Рассказ включает в себя уже известные по античным источникам детали, но Боккаччо ставит другой акцент. В его изображении Клеопатра — это прежде всего воплощение смертных грехов Алчности и Сладострастия. Священник у Чосера так объясняет связь между ними: «...личность... есть распущенность сердца и желание обладать земными вещами». Это в точности те грехи, от которых далека добродетельная Клеопатра у Чосера. Контраст между добродетельной женой у Чосера и порочной соблазнительницей у Джованни Боккаччо разителен, но тем не менее это две стороны одной и той же морали. Клеопатра Джованни Боккаччо отличается жадностью — жадностью к деньгам и к чувственным удовольствиям. Добродетельные жёны Чосера, и среди них та же Клеопатра, являются хорошими именно потому, что у них нет подобных желаний. Ничего не требуя, они полностью отдают себя и даже свою жизнь возлюбленным мужчинам.

То, что женщины пользуются любой возможностью, чтобы схватить или выпросить подарки у мужчин, — это только часть сей грязной комедии. Наиболее умные защитники этого древнего фарса признают хотя бы тот факт, что, поступая таким образом, женщины отнюдь не демонстрируют детскую жадность, их вынуждает к этому острая необходимость выживания в условиях, которые диктуются не ими. Традиционно лишённые финансовой независимости, волей-неволей паразиты на плечах мужчин, они вынуждены использовать, как это ни прискорбно, те весьма ограниченные возможности для получения финансов, которые имеются в их распоряжении.

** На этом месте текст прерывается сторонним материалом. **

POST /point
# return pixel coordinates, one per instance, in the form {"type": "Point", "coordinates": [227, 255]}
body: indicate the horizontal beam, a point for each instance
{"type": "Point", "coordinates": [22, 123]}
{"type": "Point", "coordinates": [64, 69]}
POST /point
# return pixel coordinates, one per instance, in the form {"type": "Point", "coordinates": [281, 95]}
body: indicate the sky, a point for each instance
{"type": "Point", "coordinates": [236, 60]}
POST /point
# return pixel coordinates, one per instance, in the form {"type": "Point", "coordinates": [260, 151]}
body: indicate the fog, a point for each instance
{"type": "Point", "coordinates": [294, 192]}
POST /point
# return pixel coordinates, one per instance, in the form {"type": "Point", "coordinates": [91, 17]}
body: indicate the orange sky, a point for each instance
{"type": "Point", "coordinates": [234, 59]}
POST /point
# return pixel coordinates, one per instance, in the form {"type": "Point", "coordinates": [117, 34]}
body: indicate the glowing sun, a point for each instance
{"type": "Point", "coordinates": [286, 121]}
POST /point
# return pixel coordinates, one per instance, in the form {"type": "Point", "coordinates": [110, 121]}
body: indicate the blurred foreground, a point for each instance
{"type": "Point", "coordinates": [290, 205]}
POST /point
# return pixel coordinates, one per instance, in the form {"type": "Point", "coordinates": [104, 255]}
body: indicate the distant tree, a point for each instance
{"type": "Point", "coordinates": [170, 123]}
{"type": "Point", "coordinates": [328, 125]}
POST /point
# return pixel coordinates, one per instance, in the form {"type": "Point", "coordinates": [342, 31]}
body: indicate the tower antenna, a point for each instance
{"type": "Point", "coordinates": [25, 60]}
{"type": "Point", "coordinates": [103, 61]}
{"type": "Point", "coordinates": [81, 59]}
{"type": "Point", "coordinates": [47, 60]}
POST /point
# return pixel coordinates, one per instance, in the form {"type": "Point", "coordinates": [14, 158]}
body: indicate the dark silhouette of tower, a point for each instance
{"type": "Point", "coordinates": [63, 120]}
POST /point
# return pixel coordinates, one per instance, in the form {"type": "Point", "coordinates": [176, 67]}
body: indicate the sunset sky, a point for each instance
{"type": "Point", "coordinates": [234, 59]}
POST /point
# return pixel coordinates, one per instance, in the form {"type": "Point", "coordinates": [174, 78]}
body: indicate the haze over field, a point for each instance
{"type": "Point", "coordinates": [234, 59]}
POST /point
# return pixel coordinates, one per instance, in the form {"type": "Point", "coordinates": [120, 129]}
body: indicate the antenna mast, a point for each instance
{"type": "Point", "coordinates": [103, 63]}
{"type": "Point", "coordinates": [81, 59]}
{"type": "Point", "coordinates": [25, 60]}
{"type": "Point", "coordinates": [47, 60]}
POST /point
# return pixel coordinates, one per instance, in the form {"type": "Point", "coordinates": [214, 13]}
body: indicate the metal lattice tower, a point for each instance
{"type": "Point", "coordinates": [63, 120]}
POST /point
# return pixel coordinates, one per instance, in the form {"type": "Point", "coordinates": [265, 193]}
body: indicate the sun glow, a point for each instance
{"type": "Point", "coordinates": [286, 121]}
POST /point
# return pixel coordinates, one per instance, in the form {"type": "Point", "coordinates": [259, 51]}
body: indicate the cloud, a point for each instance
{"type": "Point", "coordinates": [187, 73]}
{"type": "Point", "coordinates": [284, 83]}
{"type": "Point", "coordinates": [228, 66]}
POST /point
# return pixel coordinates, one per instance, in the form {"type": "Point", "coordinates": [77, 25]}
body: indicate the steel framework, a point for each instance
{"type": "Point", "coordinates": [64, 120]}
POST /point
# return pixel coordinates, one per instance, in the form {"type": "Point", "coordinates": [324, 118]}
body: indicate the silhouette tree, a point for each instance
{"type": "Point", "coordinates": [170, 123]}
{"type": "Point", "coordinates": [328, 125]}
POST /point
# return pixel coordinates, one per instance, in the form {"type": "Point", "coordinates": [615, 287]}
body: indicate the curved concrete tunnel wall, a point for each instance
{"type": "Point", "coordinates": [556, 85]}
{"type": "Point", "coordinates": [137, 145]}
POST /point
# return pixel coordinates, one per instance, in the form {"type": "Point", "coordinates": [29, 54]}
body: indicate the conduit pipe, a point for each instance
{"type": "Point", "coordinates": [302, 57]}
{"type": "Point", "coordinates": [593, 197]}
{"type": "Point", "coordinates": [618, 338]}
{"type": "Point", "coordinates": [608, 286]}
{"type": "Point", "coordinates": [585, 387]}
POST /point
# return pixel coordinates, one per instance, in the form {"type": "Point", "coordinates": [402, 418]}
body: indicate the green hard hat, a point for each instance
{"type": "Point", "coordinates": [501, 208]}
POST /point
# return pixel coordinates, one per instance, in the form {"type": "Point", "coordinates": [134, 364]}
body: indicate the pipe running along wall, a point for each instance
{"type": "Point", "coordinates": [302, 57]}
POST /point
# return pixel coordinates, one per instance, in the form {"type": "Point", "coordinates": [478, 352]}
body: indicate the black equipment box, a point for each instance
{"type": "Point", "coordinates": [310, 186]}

Жадность к деньгам и ненасытность в сексе — двойной порок, что с лёгкостью приписывается женщинам, поскольку христианские средневековые авторы, так же как и античные, взваливают ответственность за постыдную страсть не на свои, а на женские плечи. Они отрицают собственные активные сексуальные стремления, отчуждают их и перекладывают на пассивных женщин. И «женщина» становится ответственной и может быть проклята и осуждена. «Сирены имеют женские лица, — пишет папа римский Григорий Великий, — а потому ничто так не уводит мужчин от Бога, как любовь к женщине». В XII веке французский учёный Пьер Абеляр радуется кастрации, ибо это «обрезало мои связи с трясиной мерзости, в которую я был полностью погружен. Только благодаря этому я теперь готов приблизиться к святым престолам... свободный от тяжести плотских вожделений». «Горячая жажда и страсть предшествуют похоти, мерзость её сопровождает, а горе и раскаяние следуют потом», — пишет папа Иннокентий III. Если бы женщин не существовало, то мужчины никогда не опустились бы до животной низости и не деградировали. В Святом писании, пишет Виктор Гюго, душа определяется как мужчина, а плоть как женщина. Так мужчина делает женщину козлом отпущения за свою постыдную плоть. И женщины, как ни печально, принимали на себя эту вину. Элоиза в письме Пьеру Абеляру спрашивает: «Разве не женщины послужили в большинстве случаев причиной краха великих людей?» И сама себе отвечает, цитируя Екклезиаста: «И нашёл я, что горше смерти женщина, потому что она — сеть, и сердце её — силки, руки её — оковы, добрый перед Богом спасётся от неё, а грешник уловлен будет». Далее следуют Ева, Делия, жена Иова — готовый сценарий для Элоизы, чтобы принять на себя вину за грехи Абеляра, мужчины, который, по его собственному признанию, неоднократно принуждал её заняться сексом вопреки её желанию.